The probability of a flashover is dependent on the voltage across the insulator i.e. between the tower crossarm voltage and the voltage on the phase conductor (induced voltage plus normal 50 Hz voltage). To calculate this it is necessary to calculate the surge impedance of all the phase and earthwires, which requires knowledge of local ground resistivity, and determine how much surge voltage is induced by the earthwire onto the phase conductors. This requires a calculation of the coupling factor between the earthwire and the phase conductors and requires knowledge of the ground resistivity. This is also dependent on the tower type (distance of conductors above ground) and the tower footing resistance. The crossarm voltage is also dependent on the strike current, earthwire impedance and the surge impedance of the tower and ground.

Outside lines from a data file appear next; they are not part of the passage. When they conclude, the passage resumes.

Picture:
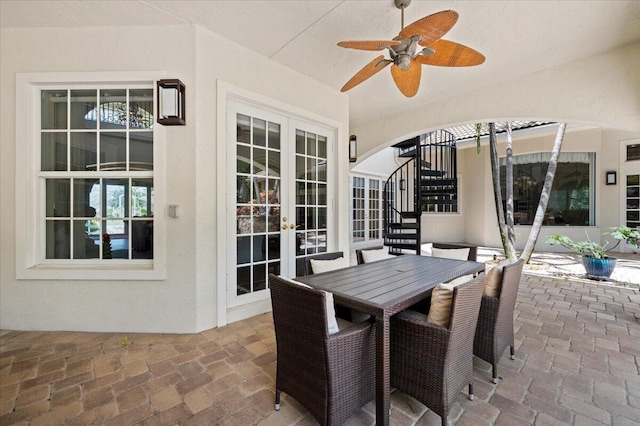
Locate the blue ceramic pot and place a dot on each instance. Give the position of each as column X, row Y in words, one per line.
column 598, row 269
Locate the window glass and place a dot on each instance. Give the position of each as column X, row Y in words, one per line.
column 571, row 198
column 99, row 186
column 53, row 109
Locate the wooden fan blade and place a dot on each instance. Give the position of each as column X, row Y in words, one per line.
column 407, row 81
column 367, row 71
column 369, row 44
column 431, row 27
column 451, row 54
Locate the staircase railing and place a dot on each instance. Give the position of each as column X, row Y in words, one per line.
column 423, row 183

In dealing with the latter it is always necessary to look at the system when subject to a MHz phenomenon and not a 50 Hz scenario. Hence the process is dealing with surge impedance and not resistance.

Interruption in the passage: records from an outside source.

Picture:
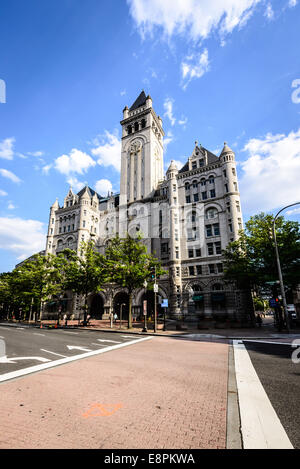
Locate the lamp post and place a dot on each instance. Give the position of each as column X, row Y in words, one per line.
column 145, row 309
column 286, row 314
column 122, row 304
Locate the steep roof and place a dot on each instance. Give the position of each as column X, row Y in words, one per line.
column 211, row 158
column 90, row 191
column 140, row 101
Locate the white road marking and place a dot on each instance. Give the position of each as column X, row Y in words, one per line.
column 76, row 347
column 106, row 340
column 260, row 425
column 52, row 364
column 12, row 359
column 53, row 353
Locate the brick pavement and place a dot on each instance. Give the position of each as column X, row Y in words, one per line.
column 163, row 393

Once the surge voltage at the crossarm is known and compared with the phase wire voltage, the probability of flashover depends on the position on the 50 Hz cycle and the ±15% of the mean impulse (50%) breakdown level of the arc gap. The probability of flashover of the insulator will also depend on the waveform of the lightning surge as it appears at the crossarm level. This is currently the subject of work by SSE at Heriot Watt University in Edinburgh. The frequency of the flashover event can then be determined from the local lightning activity. The Heriot Watt PhD project takes a fresh approach at adding to the understanding of the effect of lightning strikes on an overhead transmission line in terms of its electrical behaviour such as charge and voltage propagation around towers and lines. It is reviewing and developing models to simulate this behaviour. This is to enable the answering of questions such as: where should transmission line arresters (TLAs) be placed, on the top, middle, bottom conductor or all and how efficient they are at reducing back-flashovers.